Constant surveillance will lead to private information becoming public information. This can mean discrimination in hiring practices, due to perceived problems. For example, an employee who has a medical condition in their family could be denied employment because of the cost in medical insurance. The invasion of privacy through surveillance will only lead to more invasions and more problems.

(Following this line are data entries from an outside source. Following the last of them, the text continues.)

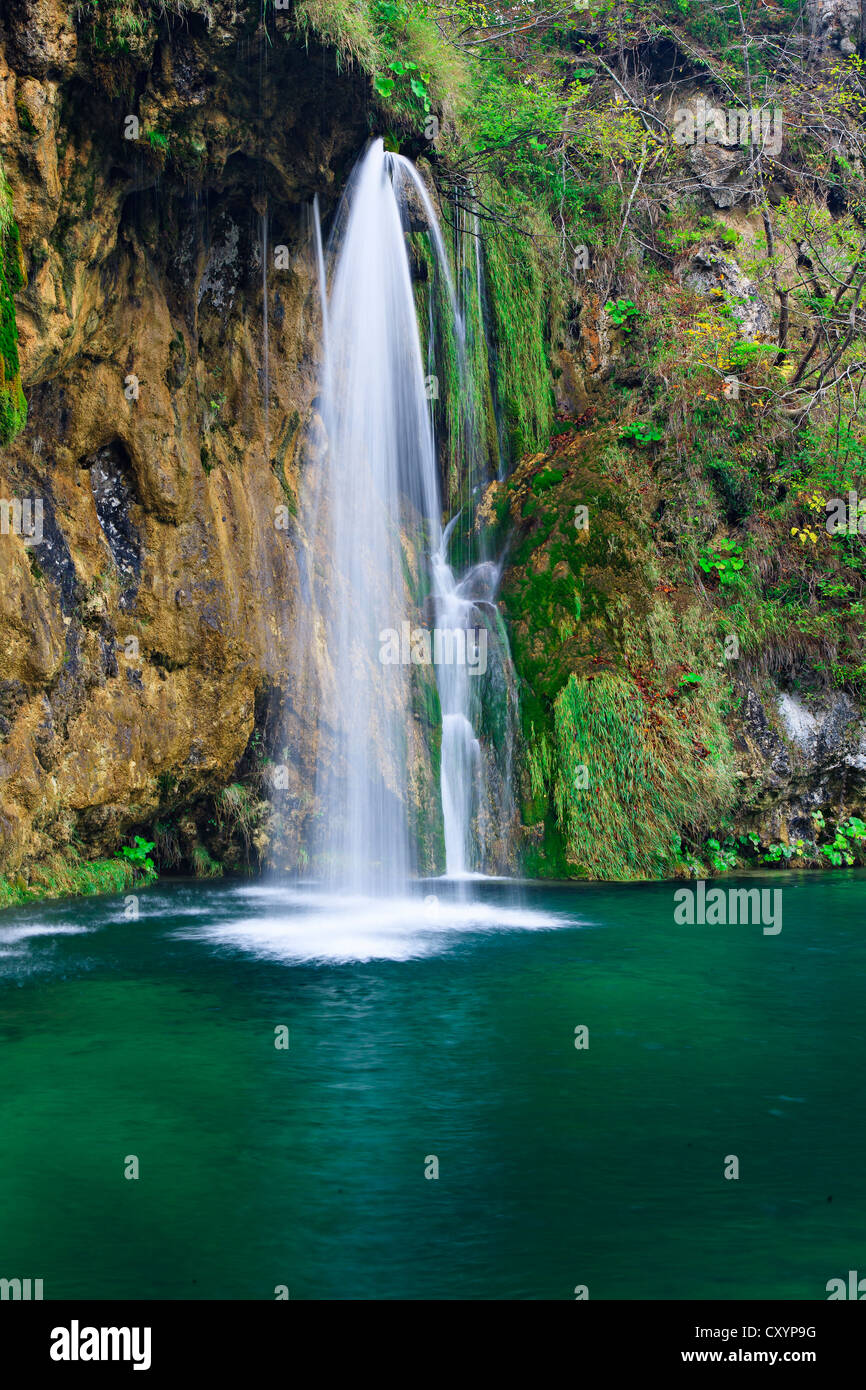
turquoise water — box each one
[0,872,866,1300]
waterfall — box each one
[302,139,514,894]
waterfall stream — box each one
[294,139,517,894]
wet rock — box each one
[683,246,773,339]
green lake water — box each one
[0,872,866,1300]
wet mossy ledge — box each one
[0,851,136,909]
[0,158,26,448]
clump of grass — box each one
[547,673,727,878]
[295,0,381,72]
[192,845,222,878]
[0,849,135,908]
[217,783,259,859]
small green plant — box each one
[703,835,737,873]
[620,420,663,443]
[605,299,638,334]
[373,58,431,115]
[114,835,157,883]
[698,535,745,584]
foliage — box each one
[605,299,638,334]
[115,835,157,883]
[0,161,26,446]
[698,535,745,584]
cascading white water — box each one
[301,140,511,892]
[304,140,439,892]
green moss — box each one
[552,673,723,878]
[0,165,26,445]
[192,845,222,878]
[484,195,559,460]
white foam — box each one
[175,885,580,962]
[0,923,90,945]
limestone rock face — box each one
[0,0,367,872]
[735,681,866,844]
[683,246,773,339]
[806,0,862,58]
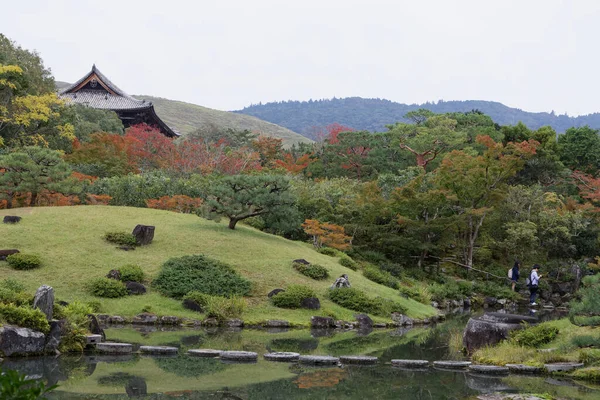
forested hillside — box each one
[234,97,600,138]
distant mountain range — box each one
[56,81,311,146]
[234,97,600,139]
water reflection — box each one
[3,316,599,400]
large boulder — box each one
[0,325,46,357]
[463,312,537,353]
[33,285,54,321]
[131,225,154,246]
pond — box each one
[3,315,600,400]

The "Surveillance Society" in Britain is something that goes against all American values and is a violation of the Fourth Amendment, which guards against unreasonable searches and seizures. What separates America from other countries is the personal freedoms and liberties that its citizens have. Having "Big Brother" (the government) watching over citizens is opposite to what America stands for. Even if having new security measures could reduce crime rates, it is not worth it, if such a system takes away individual freedom. Having a "Surveillance Society" is a slippery slope that will lead to more and more government control over individual lives. If such a system was put in place, American citizens that believe in the Constitution will not tolerate it.
There are many people in America today who might welcome the standard Britain has set with surveillance, and say that it discourages crime and protects innocent people. Overall, I would say that, in America, we would view the extent that Britain practices surveillance to be an invasion of privacy. Surveillance does go on in the U.S., but if it were to increase to the levels Britain experiences, I believe there would be a public outcry.

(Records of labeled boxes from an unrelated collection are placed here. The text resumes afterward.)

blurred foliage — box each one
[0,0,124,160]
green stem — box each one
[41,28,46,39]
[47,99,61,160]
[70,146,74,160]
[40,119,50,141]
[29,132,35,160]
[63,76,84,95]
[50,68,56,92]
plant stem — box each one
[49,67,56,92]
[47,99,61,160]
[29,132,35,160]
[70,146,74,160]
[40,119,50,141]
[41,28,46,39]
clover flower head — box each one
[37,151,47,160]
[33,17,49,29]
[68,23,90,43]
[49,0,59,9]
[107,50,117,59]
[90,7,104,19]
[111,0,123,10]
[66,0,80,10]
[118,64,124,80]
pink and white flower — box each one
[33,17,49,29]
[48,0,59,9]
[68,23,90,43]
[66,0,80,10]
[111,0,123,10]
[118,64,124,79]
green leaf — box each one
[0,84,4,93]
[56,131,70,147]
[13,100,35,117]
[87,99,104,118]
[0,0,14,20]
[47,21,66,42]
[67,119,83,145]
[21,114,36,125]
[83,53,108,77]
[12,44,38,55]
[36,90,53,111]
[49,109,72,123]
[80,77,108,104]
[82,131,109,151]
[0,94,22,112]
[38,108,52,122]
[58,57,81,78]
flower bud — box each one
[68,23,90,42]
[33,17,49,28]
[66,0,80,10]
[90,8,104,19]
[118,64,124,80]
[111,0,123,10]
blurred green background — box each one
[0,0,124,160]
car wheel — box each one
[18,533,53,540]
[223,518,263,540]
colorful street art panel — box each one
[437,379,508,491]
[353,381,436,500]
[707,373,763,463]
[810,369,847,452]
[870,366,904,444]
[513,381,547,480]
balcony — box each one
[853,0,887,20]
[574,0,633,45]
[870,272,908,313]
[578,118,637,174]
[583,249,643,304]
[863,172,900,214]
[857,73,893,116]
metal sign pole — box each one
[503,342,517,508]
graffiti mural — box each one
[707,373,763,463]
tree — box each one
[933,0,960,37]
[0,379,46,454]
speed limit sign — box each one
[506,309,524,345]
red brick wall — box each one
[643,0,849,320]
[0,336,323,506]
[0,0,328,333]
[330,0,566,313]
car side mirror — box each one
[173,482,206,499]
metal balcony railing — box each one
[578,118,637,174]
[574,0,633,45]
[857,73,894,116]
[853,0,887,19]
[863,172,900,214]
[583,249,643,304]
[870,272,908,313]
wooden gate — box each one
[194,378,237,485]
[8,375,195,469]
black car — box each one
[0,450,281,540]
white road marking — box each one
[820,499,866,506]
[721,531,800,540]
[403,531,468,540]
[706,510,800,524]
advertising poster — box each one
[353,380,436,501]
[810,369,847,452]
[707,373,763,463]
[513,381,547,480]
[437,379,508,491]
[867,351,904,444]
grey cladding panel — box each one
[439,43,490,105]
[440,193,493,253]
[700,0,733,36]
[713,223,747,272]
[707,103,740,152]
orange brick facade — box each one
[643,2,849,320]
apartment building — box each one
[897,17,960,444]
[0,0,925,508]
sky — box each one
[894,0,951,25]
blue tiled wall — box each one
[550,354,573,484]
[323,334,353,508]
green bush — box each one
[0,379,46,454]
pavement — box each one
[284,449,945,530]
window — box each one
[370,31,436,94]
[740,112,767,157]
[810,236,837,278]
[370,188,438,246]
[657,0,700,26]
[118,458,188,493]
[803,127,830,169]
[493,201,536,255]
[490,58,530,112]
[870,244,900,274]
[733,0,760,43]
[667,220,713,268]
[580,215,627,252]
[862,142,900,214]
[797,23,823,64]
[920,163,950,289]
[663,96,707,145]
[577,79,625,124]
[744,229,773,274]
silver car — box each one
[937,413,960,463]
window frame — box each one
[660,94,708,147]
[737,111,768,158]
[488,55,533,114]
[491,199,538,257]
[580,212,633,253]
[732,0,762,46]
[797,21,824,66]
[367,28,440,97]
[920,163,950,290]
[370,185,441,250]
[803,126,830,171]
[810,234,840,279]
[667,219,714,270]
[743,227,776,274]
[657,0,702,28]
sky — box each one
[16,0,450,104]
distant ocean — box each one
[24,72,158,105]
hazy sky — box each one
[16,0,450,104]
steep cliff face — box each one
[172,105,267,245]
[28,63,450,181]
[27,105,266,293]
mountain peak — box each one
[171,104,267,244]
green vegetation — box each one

The surveillance society that has been developing in Great Britain has crept up on the people. It did not come from just the government. The government put the cameras on the streets. But citizens in Great Britain can also be tracked through their GPS activity, credit card purchases, cell phone calls, and the speed of their computer keystrokes at work. Great Britain is rated in the bottom five in protecting its citizens' rights. There are rumblings of hostility toward the British government. It has been said that the government wants to know as much as possible about what each citizen is doing, and wants the citizens to know as little as possible about what the government is doing. Perhaps this surveillance society in Britain came about because, during the past couple of decades, they had an influx of people who were "different". They became afraid of those "others", and so acquiesced to surveillance in the name of safety. Americans do not have that problem. We are almost all "different" by having different countries of origin, and different languages. And when some of our rights are eroded by our government, sooner or later we rebel, at the polls, in town meetings, and on Twitter.
This question is a scary one; however, in the end I think that the American people will realize just how intrusive the Surveillance Society is and reject it. I think that it will come from the courts as people begin realize just how much information that the government and the corporations have about us.
The U.S. could not, in the foreseeable future, be able to sustain a Surveillance Society as is in place in Britain. While it may find little resistance to its application in some areas of the United States, it would run into extreme resistance in others. The United States was built upon, and most of its citizens still believe it is, freedom from too much protection, support, or interference from its governments. In the U.S. a wide-spread surveillance society would be seen as an overthrow of a country ruled by its citizens and thus lead to a possible revolution.
Something called Surveillance Society makes me simply ill thinking about the invasive degree of control that must intrude into everyone's lives. Advanced stages of societal paranoia allow something like this to be allowed in a country that used to call itself free. This simply is not acceptable in societies that call themselves democracies.